また、世宗特別市の魅力は、自然環境や地形との関係にも現れます。韓国の都市は山や川と近い位置関係にあることが多く、都市と自然の距離が必ずしも遠くありません。世宗でも、周囲の環境を活かしながら生活空間や公共空間が作られていくことで、「都市にいるのに圧迫感が少ない」と感じる人もいます。行政機能中心の都市だからこそ、景観や公園、歩行空間などの質が“滞在の心地よさ”に直結しやすく、時間を過ごす場所の設計が都市体験を大きく左右します。生活者の視点では、こうした自然・空間の使い方が、その都市が長く住み続けたい場所になるかどうかを左右する重要な要素になります。

そして最後に、世宗特別市は「国のかたち」と「都市のかたち」が結びついた事例としても興味深い存在です。首都機能を移すという決断は、政治制度の設計だけでなく、人の移動、企業活動、教育や研究の集積、交通インフラの整備など、あらゆる領域に影響します。世宗は、その結果として生まれた“国家の意志が具体的な都市空間になった姿”だと言えます。その意味で、世宗特別市は歴史や制度の話で語り切れる都市ではなく、建築や都市計画、社会の変化、そして人々の暮らしの実感まで含めて理解することで、より輪郭がはっきり見えてきます。

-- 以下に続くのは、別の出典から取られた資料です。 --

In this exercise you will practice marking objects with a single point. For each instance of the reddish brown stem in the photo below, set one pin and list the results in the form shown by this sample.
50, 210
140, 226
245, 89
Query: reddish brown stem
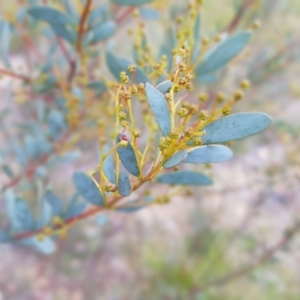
83, 19
71, 62
124, 16
14, 75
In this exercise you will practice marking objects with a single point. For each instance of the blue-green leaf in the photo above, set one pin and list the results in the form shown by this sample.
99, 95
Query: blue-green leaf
56, 19
88, 189
184, 178
101, 12
131, 2
46, 246
159, 107
74, 207
102, 32
49, 15
45, 215
64, 32
5, 36
124, 186
117, 65
149, 13
175, 160
224, 52
18, 212
208, 154
235, 127
56, 124
165, 86
32, 147
54, 202
128, 159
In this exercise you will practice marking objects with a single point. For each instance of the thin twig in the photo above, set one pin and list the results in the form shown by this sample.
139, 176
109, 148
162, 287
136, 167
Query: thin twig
15, 76
83, 19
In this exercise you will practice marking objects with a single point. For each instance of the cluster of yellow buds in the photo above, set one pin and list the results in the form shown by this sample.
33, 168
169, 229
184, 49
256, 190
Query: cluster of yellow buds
164, 143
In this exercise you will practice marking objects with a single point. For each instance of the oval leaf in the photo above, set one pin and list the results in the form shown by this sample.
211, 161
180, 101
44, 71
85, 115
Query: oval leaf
54, 202
102, 32
117, 65
88, 189
175, 160
159, 108
124, 186
224, 52
49, 15
235, 127
46, 246
135, 205
184, 178
208, 154
128, 159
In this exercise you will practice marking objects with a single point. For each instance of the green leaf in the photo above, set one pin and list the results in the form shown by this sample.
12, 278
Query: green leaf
175, 160
102, 32
208, 154
88, 189
128, 159
99, 13
235, 127
56, 19
165, 86
46, 246
131, 2
224, 52
74, 207
159, 107
124, 186
117, 65
184, 178
54, 202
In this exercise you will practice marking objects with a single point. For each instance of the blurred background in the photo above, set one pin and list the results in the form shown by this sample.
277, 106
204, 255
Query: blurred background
238, 239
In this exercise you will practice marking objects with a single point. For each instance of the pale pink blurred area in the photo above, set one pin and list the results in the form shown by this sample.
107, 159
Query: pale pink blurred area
167, 252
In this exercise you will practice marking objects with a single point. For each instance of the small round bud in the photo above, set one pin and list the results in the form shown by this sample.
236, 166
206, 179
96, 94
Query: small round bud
203, 97
245, 85
256, 24
238, 95
123, 144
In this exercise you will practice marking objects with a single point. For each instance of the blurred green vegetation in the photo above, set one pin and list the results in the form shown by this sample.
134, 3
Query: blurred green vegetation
141, 257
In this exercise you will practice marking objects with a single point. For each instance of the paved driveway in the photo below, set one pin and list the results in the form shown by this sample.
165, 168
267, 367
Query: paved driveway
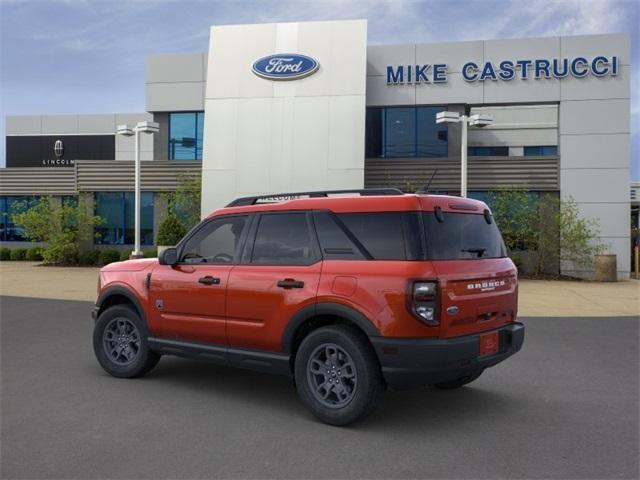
566, 406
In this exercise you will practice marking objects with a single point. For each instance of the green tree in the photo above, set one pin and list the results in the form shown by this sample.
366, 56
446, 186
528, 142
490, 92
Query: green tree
515, 215
184, 203
579, 243
171, 231
549, 228
63, 228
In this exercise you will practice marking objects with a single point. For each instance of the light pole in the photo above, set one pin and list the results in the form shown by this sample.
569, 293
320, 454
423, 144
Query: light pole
478, 120
127, 131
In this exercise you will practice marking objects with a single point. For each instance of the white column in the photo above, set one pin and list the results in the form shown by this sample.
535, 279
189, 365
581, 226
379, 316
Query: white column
463, 158
136, 247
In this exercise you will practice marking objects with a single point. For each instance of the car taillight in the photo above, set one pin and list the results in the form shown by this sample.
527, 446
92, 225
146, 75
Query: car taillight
424, 300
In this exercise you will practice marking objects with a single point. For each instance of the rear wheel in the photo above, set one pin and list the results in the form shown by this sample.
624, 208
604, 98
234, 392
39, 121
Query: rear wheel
120, 343
337, 375
459, 382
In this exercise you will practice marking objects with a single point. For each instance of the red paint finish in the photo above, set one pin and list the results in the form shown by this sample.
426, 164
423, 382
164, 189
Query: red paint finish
248, 309
181, 307
258, 310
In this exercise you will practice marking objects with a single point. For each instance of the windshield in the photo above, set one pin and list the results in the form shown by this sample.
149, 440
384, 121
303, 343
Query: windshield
462, 236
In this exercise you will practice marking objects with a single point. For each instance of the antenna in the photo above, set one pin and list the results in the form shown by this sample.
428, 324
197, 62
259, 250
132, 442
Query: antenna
425, 189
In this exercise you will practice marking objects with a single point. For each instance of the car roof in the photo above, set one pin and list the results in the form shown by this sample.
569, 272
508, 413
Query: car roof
357, 203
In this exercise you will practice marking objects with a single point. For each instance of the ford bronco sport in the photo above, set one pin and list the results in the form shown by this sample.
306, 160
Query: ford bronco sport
347, 292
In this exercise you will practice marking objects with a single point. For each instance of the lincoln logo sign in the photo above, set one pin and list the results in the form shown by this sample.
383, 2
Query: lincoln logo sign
506, 70
285, 66
58, 148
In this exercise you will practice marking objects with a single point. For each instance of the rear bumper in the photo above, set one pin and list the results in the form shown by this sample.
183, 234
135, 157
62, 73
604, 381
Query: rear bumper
408, 363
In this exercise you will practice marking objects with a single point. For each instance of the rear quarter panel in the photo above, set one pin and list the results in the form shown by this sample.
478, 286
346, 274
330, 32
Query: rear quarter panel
378, 290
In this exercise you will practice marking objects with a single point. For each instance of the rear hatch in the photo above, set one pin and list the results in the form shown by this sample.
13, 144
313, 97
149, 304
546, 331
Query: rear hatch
477, 282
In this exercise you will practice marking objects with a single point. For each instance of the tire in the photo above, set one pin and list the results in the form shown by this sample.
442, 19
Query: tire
458, 382
130, 358
340, 358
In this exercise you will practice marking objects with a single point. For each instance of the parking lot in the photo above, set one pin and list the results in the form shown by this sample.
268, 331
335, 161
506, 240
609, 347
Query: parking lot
566, 406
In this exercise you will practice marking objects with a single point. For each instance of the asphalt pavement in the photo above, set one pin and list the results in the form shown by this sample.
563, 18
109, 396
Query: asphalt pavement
566, 406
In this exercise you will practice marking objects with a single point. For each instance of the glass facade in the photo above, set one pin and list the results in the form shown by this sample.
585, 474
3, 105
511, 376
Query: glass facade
117, 212
401, 132
10, 205
185, 135
541, 151
488, 151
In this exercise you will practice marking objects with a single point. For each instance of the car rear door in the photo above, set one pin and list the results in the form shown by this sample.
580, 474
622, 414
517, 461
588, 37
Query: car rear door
278, 275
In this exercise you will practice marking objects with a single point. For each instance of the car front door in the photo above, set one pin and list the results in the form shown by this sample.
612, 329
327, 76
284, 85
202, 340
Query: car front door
278, 275
188, 299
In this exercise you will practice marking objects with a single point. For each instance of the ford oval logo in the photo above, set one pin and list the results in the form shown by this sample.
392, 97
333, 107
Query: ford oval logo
285, 66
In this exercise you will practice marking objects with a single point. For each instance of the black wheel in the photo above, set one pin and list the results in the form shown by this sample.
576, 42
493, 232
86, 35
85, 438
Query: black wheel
459, 382
120, 343
337, 375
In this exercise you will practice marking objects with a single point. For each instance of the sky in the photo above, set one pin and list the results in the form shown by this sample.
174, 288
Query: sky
87, 56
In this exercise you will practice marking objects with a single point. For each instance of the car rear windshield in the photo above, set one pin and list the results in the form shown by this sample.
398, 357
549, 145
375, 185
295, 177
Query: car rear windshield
459, 236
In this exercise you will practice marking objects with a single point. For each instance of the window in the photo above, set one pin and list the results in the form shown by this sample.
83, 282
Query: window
185, 135
9, 206
393, 132
541, 151
385, 236
432, 136
374, 133
462, 236
283, 239
488, 151
117, 211
216, 242
400, 128
334, 241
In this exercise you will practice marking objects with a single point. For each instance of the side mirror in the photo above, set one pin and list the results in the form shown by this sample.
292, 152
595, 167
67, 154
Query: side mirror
169, 256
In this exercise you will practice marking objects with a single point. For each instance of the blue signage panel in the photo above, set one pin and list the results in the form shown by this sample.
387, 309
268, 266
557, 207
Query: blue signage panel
285, 66
506, 70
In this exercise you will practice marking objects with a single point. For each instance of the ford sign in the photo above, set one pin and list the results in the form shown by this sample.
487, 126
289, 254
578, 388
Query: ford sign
284, 66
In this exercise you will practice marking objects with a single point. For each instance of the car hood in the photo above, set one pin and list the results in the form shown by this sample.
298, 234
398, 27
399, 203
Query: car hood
130, 265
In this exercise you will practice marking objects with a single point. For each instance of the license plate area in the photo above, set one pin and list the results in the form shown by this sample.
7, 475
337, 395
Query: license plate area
489, 344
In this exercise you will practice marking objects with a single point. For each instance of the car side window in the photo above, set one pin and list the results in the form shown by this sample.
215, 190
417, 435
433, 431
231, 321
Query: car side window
283, 239
334, 241
216, 242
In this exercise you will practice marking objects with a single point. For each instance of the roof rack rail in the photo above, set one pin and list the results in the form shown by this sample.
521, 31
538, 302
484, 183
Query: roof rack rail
277, 197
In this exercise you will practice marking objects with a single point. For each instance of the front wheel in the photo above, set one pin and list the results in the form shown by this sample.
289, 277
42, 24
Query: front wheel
337, 375
120, 343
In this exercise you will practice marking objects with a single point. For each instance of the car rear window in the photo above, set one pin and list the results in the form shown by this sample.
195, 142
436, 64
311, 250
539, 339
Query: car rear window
385, 235
462, 236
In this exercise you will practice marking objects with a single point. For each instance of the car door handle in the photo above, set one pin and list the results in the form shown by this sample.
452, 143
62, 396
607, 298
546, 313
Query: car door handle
290, 283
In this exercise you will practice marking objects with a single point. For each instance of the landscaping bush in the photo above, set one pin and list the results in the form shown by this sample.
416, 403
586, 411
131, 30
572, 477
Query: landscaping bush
62, 228
34, 254
89, 258
171, 231
18, 254
109, 256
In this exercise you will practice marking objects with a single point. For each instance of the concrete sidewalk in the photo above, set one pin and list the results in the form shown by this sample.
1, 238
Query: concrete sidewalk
538, 298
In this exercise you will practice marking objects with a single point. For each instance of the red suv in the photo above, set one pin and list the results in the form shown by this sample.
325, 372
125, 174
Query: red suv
347, 292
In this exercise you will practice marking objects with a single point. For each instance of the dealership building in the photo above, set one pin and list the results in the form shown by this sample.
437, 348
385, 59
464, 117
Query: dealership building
310, 106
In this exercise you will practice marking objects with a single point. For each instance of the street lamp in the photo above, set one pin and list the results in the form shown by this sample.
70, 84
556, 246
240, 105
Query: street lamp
127, 131
477, 120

世宗特別市を訪れること、あるいは情報として追いかけることは、「新しい都市がどう育っていくのか」を考える良いきっかけになります。計画都市は完成した答えというより、成長しながら答えを作っていくプロジェクトです。世宗は、そのプロジェクトが政治・文化・生活の複数の要素を同時に抱えながら進んでいる場所であり、だからこそ“都市を通して国を読む”面白さがあるのです。